Alternativas viáveis

Na avaliação dos especialistas, há descaso com a questão fiscal por parte do Executivo e do Legislativo, pois o PLDO de 2026 deveria ter sido aprovado pelo Congresso antes do envio do Ploa. "Essa é mais uma das evidências do descaso com que a questão fiscal e orçamentária é tratada no Brasil", afirma economista-chefe da Warren Investimentos, Felipe Salto.

Deve-se repetir, assim, a estratégia do Ploa de 2025, que nasceu em bases irrealistas, apenas corrigidas em maio do corrente. Ele indica que o governo federal deve seguir buscando o piso da meta, ou seja, utilizando totalmente o espaço da regra para calibrar o contingenciamento de despesas e acomodações de gastos imprevistos.

Para o professor da Universidade Federal de Uberlândia (UFU) Benito Salomão, é preciso um maior compromisso das autoridades com as metas fiscais, como existe com as metas de inflação e reconhece que as regras fiscais recentes, tanto o teto de gastos quanto o arcabouço fiscal, foram feitas para serem descumpridas. "O governo está aumentando as despesas para cumprir as promessas de campanha. Isso não podemos negar, mas o problema é que estamos vendo um aumento considerável do endividamento público", alerta.

Segundo ele, o melhor modelo é a regra do superavit primário, que deixou de ser cumprida desde 2014, mas foi a que teve maior sobrevida. "O problema é calibrar e comunicar. As escolhas políticas precisam ser mais transparentes e a política fiscal precisa valer", observa.

Ajuda

Por outro lado, os analistas reconhecem que a Proposta de Emenda à Constituição 66/2023, a chamada PEC dos Precatórios, deve ajudar o governo a cumprir a cumprimento da meta fiscal a partir de 2027, ano considerado crítico para o arcabouço fiscal, porque o aval do STF para o desconto de parte dos precatórios na conta do resultado primário termina no ano que vem.

Com a mudança, o governo poderá abater a totalidade do pagamento de precatórios, o que seria algo em torno de R$ 112 bilhões — mais do que o total estimado para despesas discricionárias em 2026: R$ 91 bilhões, o menor patamar desde 2022, segundo dados da XP.

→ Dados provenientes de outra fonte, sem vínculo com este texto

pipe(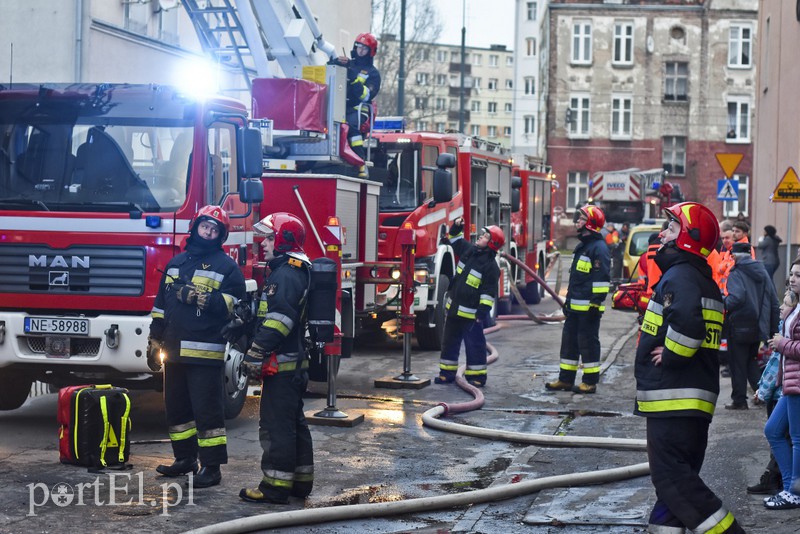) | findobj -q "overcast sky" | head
[433,0,514,49]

O diretor da Instituição Fiscal Independente (IFI), Alexandre Andrade, reconhece que o projeto deve auxiliar o Executivo a cumprir a meta a partir de 2026, com um alívio de R$ 113,7 bilhões nas contas, pelas estimativas da entidade ligada ao Senado, para o cumprimento da meta de resultado primário. Contudo, em 2026, segundo ele, o governo precisará, ainda, de um esforço de R$ 80,7 bilhões para cumprir a meta fiscal pelo piso.